Entre las actividades acuáticas destaca por sobre las demás el buceo y el esnórquel a lo largo de los 100 kilómetros que forman parte del Gran Arrecife Maya. No se necesita ir muy profundo para observar peces multicolores, caracoles, esponjas, estrellas y caballitos de mar, erizos, langostas y tortugas. También se alquilan kayaks, tanto de día como de noche, para adentrarse en el mar o la laguna, y por supuesto se puede nadar en cualquiera de las playas y los escondidos cenotes. La arqueología también se hace presente con alrededor de una veintena de sitios que, por no estar excavados ni señalizados, requieren de guías para su visita.

El centro de operaciones para equiparse y organizar cualquier actividad se localiza en el único poblado de la reserva: Punta Allen. Sus menos de medio millar de habitantes se han organizado en diversas cooperativas turísticas que ofrecen excursiones diarias, de acuerdo con la demanda. Entre ellas destacan Las Boyas (T. (984) 877 8017), Los Gaitanes (T. (984) 877 8405) y Vigía Grande (T. (984) 877 8485). Todas son fáciles de encontrar a pesar de contar con la misma imprecisa dirección: domicilio conocido. Para dormir hay de todo: desde arena blanca para colocar la tienda de acampar hasta lodges exclusivos, escondidos entre los matorrales a lo largo del único camino. Dos buenas opciones intermedias, que ofrecen instalaciones limpias, agradables y que limitan su impacto ambiental son el Centro de Visitantes Sian Ka’an (Carretera Tulum-Punta Allen Km. 15; T. (998) 898 3883; www.ecotravelmexico.com/Centro_de_visitantes.htm#1; desde 62 dólares), que ofrece cinco habitaciones con baño compartido y una suite con baño y balcón privados; y el Centro Ecológico Sian Ka’an (Carretera Federal Cancún-Tulum 68; T. (984) 871 2499; www.siankaan.org; desde 55 dólares), un puñado de tiendas sobrepuestas en plataformas y equipadas con cómodas camas e impecables baños secos. Ambas tienen un buen restaurante y ofrecen interesantes tours.

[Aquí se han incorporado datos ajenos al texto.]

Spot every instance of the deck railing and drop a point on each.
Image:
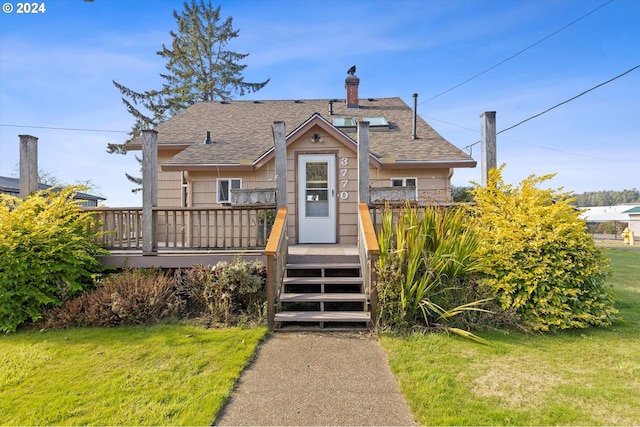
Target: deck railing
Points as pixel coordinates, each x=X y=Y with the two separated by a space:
x=276 y=252
x=223 y=228
x=369 y=252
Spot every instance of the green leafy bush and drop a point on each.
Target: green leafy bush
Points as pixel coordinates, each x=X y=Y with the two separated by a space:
x=132 y=297
x=47 y=254
x=227 y=292
x=426 y=263
x=538 y=258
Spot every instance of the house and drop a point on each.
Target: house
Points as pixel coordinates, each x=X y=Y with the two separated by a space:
x=634 y=220
x=11 y=186
x=212 y=149
x=609 y=221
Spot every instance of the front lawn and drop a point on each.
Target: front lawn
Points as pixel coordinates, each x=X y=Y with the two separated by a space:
x=579 y=377
x=156 y=375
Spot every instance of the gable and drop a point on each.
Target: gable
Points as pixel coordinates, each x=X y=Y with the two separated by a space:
x=241 y=133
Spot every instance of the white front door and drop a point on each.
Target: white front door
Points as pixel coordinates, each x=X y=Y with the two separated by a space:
x=316 y=198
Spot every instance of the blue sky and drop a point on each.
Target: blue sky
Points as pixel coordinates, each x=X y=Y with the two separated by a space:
x=56 y=70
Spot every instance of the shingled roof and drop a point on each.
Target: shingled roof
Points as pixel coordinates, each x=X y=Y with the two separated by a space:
x=241 y=131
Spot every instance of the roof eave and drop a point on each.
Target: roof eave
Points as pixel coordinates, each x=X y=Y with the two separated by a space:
x=136 y=146
x=426 y=164
x=206 y=167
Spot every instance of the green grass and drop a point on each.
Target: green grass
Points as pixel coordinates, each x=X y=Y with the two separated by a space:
x=581 y=377
x=157 y=375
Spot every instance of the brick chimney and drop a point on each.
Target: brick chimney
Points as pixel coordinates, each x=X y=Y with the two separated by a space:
x=351 y=84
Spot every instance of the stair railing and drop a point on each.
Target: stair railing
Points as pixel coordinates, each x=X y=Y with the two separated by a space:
x=276 y=252
x=368 y=250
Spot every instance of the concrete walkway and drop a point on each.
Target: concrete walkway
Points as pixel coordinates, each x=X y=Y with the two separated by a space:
x=324 y=378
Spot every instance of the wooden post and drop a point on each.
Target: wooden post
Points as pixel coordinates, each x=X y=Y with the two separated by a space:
x=149 y=190
x=488 y=144
x=28 y=165
x=363 y=162
x=280 y=142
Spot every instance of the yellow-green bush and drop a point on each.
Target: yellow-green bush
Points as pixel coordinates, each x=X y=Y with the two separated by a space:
x=46 y=254
x=538 y=258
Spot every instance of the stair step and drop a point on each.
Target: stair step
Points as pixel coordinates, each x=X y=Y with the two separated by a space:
x=321 y=280
x=316 y=297
x=322 y=316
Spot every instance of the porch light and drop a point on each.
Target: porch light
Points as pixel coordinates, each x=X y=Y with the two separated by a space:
x=316 y=138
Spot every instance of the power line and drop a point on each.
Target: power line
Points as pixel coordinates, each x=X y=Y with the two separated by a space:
x=559 y=104
x=60 y=128
x=569 y=100
x=516 y=54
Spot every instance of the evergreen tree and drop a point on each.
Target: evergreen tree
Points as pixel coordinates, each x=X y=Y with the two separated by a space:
x=199 y=68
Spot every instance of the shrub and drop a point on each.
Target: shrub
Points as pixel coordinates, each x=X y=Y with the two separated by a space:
x=538 y=258
x=226 y=293
x=47 y=254
x=425 y=263
x=132 y=297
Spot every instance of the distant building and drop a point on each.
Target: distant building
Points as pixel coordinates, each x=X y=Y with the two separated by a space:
x=634 y=220
x=11 y=186
x=609 y=221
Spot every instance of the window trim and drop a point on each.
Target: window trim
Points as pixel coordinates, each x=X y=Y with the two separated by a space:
x=230 y=183
x=404 y=182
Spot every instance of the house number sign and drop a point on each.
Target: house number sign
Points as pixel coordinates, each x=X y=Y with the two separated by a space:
x=344 y=178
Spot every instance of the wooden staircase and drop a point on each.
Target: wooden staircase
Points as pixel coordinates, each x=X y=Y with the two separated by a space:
x=324 y=291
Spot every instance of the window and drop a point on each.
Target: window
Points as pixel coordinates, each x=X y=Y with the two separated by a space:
x=405 y=182
x=225 y=185
x=344 y=122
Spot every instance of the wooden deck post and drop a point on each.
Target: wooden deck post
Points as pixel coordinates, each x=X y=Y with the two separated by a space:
x=363 y=162
x=488 y=145
x=149 y=190
x=28 y=165
x=280 y=142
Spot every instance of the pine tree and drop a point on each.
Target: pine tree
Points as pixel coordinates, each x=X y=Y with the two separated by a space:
x=199 y=68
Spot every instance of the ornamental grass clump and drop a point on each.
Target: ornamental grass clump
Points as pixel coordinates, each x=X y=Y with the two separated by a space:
x=426 y=259
x=538 y=258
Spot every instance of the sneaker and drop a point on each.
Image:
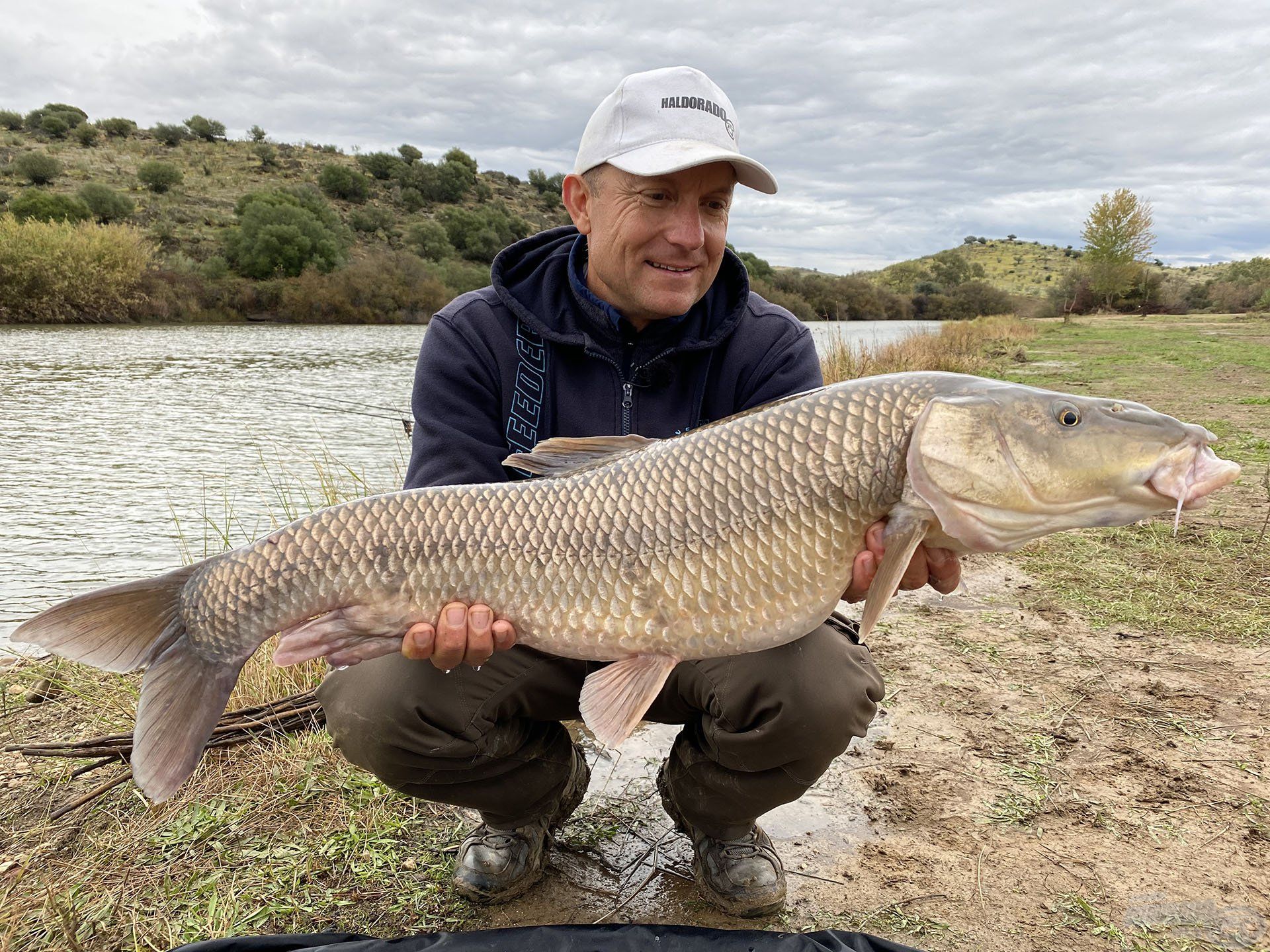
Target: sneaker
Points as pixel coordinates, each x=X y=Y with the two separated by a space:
x=495 y=865
x=743 y=876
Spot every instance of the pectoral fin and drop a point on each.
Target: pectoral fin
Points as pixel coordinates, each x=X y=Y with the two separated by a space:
x=905 y=532
x=615 y=698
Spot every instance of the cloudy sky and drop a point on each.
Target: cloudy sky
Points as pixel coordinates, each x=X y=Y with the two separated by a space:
x=894 y=128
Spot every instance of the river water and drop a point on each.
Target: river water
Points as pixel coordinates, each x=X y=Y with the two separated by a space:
x=125 y=448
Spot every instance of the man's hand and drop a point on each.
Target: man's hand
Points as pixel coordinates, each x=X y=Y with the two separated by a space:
x=939 y=568
x=461 y=634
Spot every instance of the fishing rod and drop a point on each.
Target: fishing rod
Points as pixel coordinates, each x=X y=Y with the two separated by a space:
x=407 y=423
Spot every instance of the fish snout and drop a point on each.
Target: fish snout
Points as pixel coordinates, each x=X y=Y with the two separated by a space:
x=1191 y=471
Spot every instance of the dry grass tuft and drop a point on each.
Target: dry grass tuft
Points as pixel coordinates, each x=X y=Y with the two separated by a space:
x=960 y=347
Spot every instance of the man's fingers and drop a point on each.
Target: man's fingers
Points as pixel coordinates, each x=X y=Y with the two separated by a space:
x=864 y=568
x=480 y=637
x=451 y=643
x=505 y=635
x=945 y=571
x=917 y=573
x=418 y=641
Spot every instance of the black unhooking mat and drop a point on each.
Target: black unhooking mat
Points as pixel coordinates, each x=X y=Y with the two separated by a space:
x=564 y=938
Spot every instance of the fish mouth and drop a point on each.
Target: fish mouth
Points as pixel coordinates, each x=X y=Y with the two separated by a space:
x=1189 y=474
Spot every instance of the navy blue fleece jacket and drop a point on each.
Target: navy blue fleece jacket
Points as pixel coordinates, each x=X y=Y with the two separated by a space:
x=535 y=356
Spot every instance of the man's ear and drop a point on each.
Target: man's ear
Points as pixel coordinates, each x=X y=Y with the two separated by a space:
x=577 y=200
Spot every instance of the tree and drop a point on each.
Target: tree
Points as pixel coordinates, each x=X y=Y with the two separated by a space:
x=1118 y=239
x=87 y=135
x=381 y=165
x=106 y=204
x=342 y=182
x=48 y=206
x=117 y=127
x=159 y=177
x=282 y=233
x=38 y=168
x=206 y=130
x=169 y=134
x=429 y=240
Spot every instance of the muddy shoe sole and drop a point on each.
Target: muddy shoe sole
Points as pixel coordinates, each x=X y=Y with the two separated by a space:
x=732 y=905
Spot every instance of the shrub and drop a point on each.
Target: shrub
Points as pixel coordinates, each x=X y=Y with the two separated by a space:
x=106 y=204
x=371 y=219
x=55 y=126
x=267 y=154
x=40 y=205
x=342 y=182
x=282 y=233
x=169 y=134
x=38 y=168
x=482 y=234
x=117 y=127
x=87 y=135
x=206 y=130
x=159 y=177
x=429 y=240
x=381 y=287
x=381 y=165
x=56 y=272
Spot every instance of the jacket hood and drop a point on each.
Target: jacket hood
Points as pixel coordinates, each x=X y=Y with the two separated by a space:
x=531 y=278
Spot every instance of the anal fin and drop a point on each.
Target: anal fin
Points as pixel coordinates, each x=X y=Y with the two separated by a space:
x=906 y=528
x=615 y=698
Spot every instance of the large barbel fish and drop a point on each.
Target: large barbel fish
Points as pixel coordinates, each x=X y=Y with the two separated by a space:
x=734 y=537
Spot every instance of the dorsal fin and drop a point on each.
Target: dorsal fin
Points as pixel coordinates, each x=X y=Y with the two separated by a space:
x=563 y=456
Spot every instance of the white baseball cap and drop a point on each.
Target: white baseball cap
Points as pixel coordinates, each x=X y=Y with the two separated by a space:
x=663 y=121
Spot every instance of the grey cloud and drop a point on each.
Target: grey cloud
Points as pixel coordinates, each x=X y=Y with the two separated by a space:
x=894 y=130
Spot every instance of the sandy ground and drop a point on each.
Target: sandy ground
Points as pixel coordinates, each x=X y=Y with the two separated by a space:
x=1138 y=790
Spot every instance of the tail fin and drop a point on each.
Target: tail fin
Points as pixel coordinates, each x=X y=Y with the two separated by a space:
x=183 y=694
x=118 y=629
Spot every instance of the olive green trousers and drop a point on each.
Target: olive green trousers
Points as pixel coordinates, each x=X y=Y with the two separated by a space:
x=759 y=729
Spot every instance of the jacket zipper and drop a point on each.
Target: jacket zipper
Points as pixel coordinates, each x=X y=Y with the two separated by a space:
x=628 y=387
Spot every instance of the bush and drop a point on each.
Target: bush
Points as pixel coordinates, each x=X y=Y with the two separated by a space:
x=58 y=272
x=371 y=219
x=117 y=127
x=282 y=233
x=381 y=287
x=169 y=134
x=267 y=154
x=342 y=182
x=381 y=165
x=38 y=168
x=429 y=240
x=55 y=126
x=38 y=205
x=206 y=130
x=87 y=135
x=106 y=204
x=482 y=234
x=159 y=177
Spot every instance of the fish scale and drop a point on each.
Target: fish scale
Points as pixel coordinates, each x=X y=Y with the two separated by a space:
x=734 y=537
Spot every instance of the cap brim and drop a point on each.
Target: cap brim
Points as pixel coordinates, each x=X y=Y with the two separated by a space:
x=676 y=155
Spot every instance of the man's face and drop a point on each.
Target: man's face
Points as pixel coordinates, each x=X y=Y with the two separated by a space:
x=654 y=243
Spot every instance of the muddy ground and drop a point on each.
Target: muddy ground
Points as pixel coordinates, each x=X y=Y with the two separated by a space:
x=1044 y=774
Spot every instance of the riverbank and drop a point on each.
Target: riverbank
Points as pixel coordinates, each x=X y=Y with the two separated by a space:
x=1072 y=752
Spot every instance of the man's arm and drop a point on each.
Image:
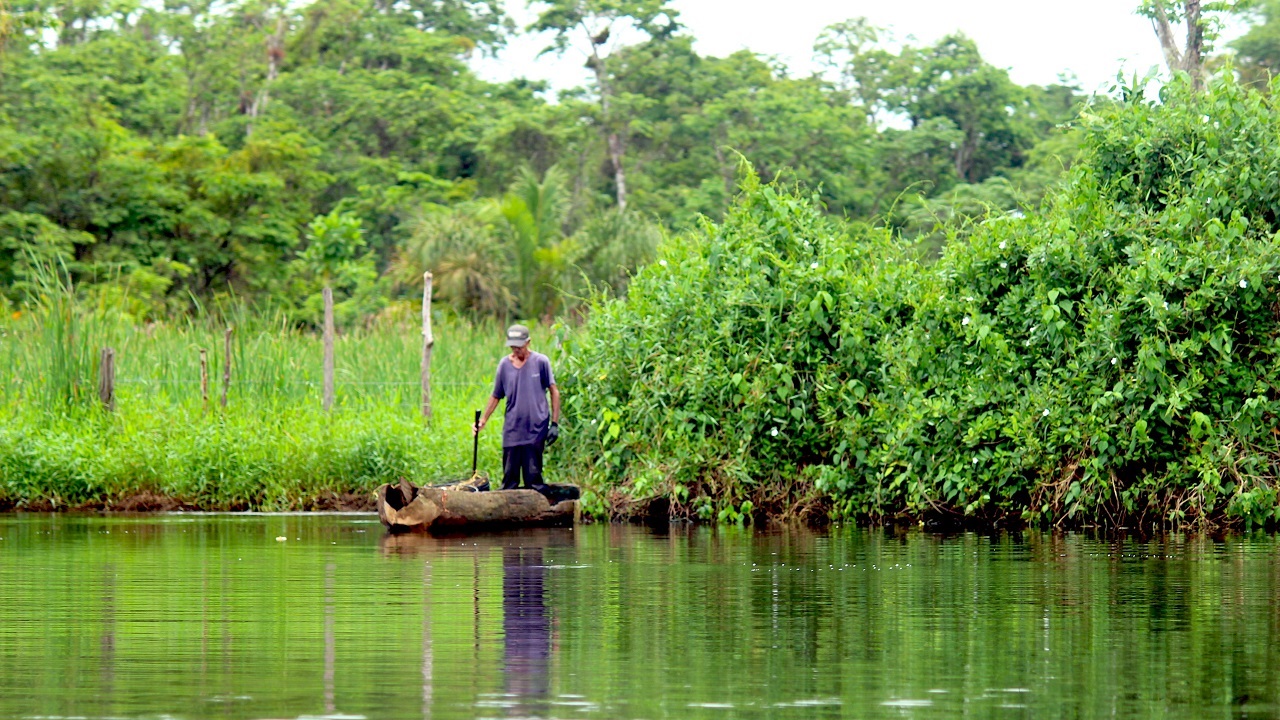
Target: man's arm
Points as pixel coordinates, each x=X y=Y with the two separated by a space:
x=490 y=408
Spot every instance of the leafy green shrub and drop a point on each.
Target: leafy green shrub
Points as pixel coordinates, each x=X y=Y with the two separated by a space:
x=1111 y=358
x=704 y=384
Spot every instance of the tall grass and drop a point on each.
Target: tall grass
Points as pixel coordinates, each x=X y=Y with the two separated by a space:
x=272 y=447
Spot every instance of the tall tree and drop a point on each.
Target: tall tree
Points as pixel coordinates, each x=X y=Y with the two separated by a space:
x=1202 y=22
x=595 y=27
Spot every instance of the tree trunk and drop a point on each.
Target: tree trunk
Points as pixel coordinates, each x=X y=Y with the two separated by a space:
x=328 y=349
x=428 y=343
x=1165 y=32
x=613 y=140
x=274 y=54
x=1193 y=60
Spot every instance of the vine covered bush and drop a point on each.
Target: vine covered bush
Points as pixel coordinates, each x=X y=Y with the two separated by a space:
x=1109 y=358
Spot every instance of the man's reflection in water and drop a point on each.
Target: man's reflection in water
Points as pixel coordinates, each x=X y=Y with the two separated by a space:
x=526 y=625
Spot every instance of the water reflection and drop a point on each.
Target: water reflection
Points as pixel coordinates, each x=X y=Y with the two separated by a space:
x=192 y=618
x=526 y=624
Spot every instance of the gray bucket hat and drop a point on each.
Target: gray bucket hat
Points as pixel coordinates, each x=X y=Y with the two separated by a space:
x=517 y=336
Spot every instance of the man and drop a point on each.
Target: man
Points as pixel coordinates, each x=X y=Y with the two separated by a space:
x=524 y=378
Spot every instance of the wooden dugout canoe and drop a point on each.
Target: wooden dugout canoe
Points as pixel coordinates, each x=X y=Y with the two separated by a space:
x=470 y=505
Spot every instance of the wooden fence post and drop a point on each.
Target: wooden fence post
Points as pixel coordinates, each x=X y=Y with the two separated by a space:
x=204 y=382
x=227 y=364
x=106 y=379
x=428 y=342
x=328 y=349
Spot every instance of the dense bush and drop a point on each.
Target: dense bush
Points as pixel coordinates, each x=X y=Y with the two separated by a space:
x=1111 y=358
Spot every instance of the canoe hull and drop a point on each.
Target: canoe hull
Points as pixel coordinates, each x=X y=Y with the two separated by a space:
x=451 y=509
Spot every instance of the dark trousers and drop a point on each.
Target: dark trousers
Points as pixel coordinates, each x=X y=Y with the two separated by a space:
x=526 y=459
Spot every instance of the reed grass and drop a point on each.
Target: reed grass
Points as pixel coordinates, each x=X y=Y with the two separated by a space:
x=272 y=447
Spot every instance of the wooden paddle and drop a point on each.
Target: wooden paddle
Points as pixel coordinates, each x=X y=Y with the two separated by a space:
x=475 y=446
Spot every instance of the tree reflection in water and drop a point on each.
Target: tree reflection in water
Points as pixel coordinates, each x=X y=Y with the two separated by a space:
x=526 y=625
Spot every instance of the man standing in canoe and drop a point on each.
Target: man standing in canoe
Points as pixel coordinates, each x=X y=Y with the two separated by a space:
x=524 y=378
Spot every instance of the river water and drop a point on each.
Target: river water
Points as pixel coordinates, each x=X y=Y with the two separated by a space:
x=214 y=616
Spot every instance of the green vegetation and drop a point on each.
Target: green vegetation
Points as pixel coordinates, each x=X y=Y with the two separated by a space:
x=270 y=449
x=1111 y=358
x=912 y=314
x=182 y=155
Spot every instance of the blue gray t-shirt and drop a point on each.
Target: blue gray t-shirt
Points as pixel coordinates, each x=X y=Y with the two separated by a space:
x=525 y=388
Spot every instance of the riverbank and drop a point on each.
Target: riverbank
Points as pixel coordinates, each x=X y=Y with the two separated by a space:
x=170 y=442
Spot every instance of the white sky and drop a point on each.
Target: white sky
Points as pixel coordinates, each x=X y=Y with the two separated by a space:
x=1036 y=40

Si prefiere comer más barato, dentro de Punta Allen casi cada cooperativa cuenta con su propio restaurante y muchas mujeres cocinan sobre pedido. La especialidad de la casa siempre será la langosta en todas sus presentaciones, pues la pobre, a diferencia de los peces, no cuenta con ningún tipo de pesca deportiva que la proteja.

CÓMO LLEGAR
Hay dos caminos a medio pavimentar que llevan a la reserva: uno parte de Tulum y el otro de la ciudad de Felipe Carrillo Puerto. De Tulum, siga los señalamientos hacia la Zona Hotelera hasta conectar con el desvío que lleva a Punta Allen, a donde llegará después de 50 kilómetros de arena y baches (sobre todo en temporada de lluvia). Desde Carrillo Puerto, siga las señalizaciones rumbo a Vigía Chico o El Playón. Tras 70 kilómetros se acaba la carretera. No hay de otra que estacionarse y tomar una pequeña lancha colectiva que en 10 minutos lo deja en Punta Allen. Por este lado no hay manera de cruzar con el vehículo.